Die Versicherte hat in der streitbefangenen Zeit schließlich auch nicht im Haushalt ihrer Familie gelebt (§ 37 Abs. 2 Satz 1 Alternative 2 SGB V). Unter dem Begriff "Familie" des § 37 Abs. 2 Satz 1 SGB V ist nach der Systematik des § 37 SGB V die Gesamtheit der durch Ehe und Verwandtschaft verbundenen Personen zu verstehen (siehe zum Begriff "Familie": Brudermüller in Palandt, Bürgerliches Gesetzbuch, 2006, Einl. vor § 1297 Rdnr. 1). Nach dem ausdrücklichen Gesetzestext reicht es nicht aus, dass lediglich eine Haushaltsgemeinschaft besteht. Hätte der Gesetzgeber das gewollt, hätte er eine entsprechende Formulierung wählen müssen. Er hat aber sowohl in Absatz 1 Satz 1 als auch in Absatz 2 Satz 1 des § 37 SGB V ausdrücklich von dem "Haushalt ihrer Familie" gesprochen, während er demgegenüber in § 37 Abs. 3 SGB V von der "im Haushalt lebenden Person" gesprochen hat. Die unterschiedlichen Formulierungen in den Absätzen 1 und 2 einerseits und in Absatz 3 andererseits belegen, dass der Begriff der Familie bewusst und gewollt gewählt wurde.
Die Versicherte war - wie die Klägerin vor dem SG angegeben hat - mit der Klägerin weder verwandt noch verschwägert. Der Haushalt der Klägerin war daher nicht der Haushalt der Familie der Versicherten.

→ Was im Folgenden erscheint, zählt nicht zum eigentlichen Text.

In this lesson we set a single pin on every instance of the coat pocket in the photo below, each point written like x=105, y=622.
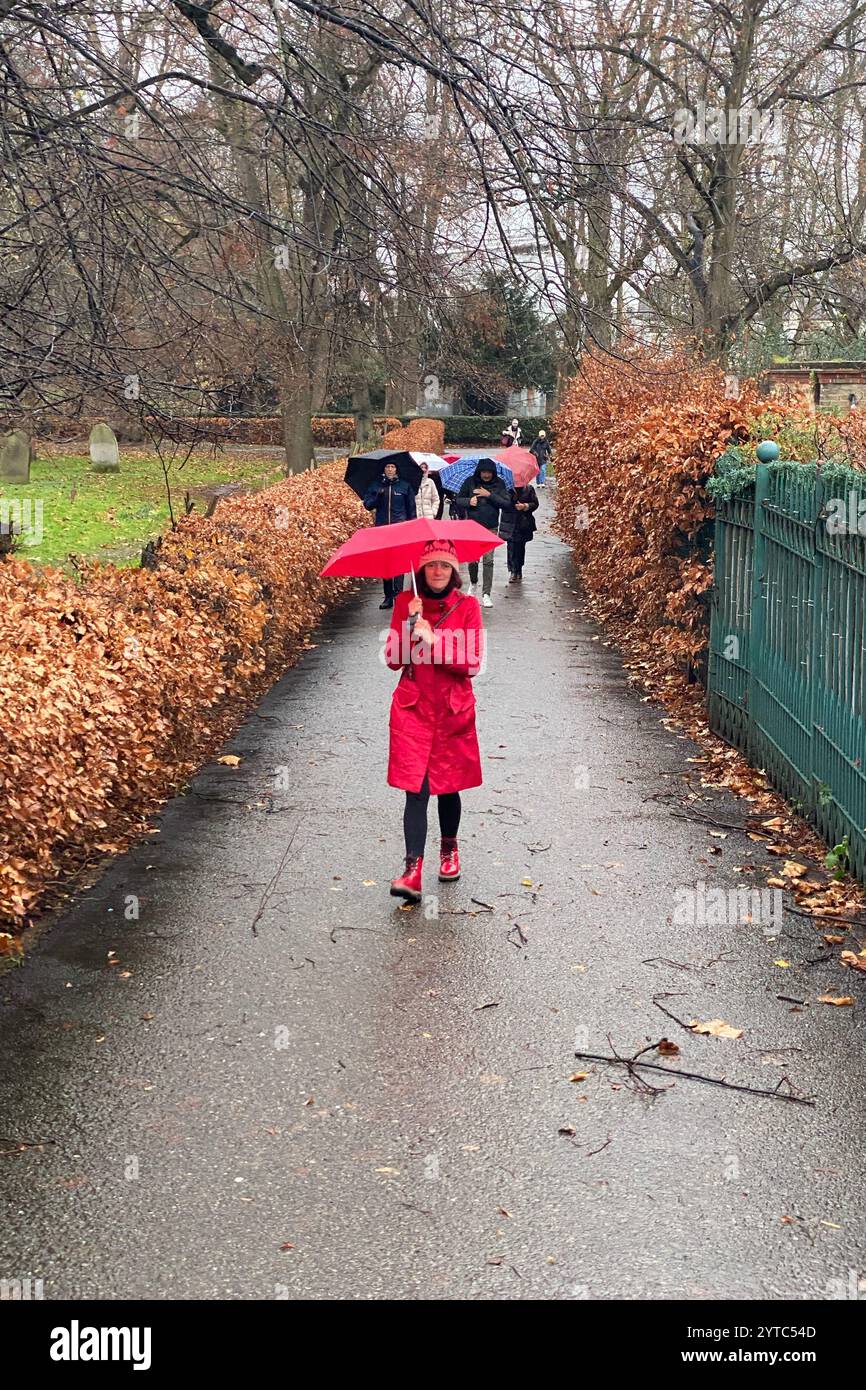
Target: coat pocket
x=405, y=695
x=462, y=698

Die Voraussetzungen für einen Anspruch auf häusliche Krankenpflege für die Verabreichung von Medikamenten liegen also nicht vor. Damit scheitert auch der Kostenerstattungsanspruch nach § 13 Abs. 3 SGB V.
Die Kostenentscheidung beruht auf § 193 SGG.
Gründe für die Zulassung der Revision liegen nicht vor, § 160 Abs. 2 Nrn 1 und 2 SGG.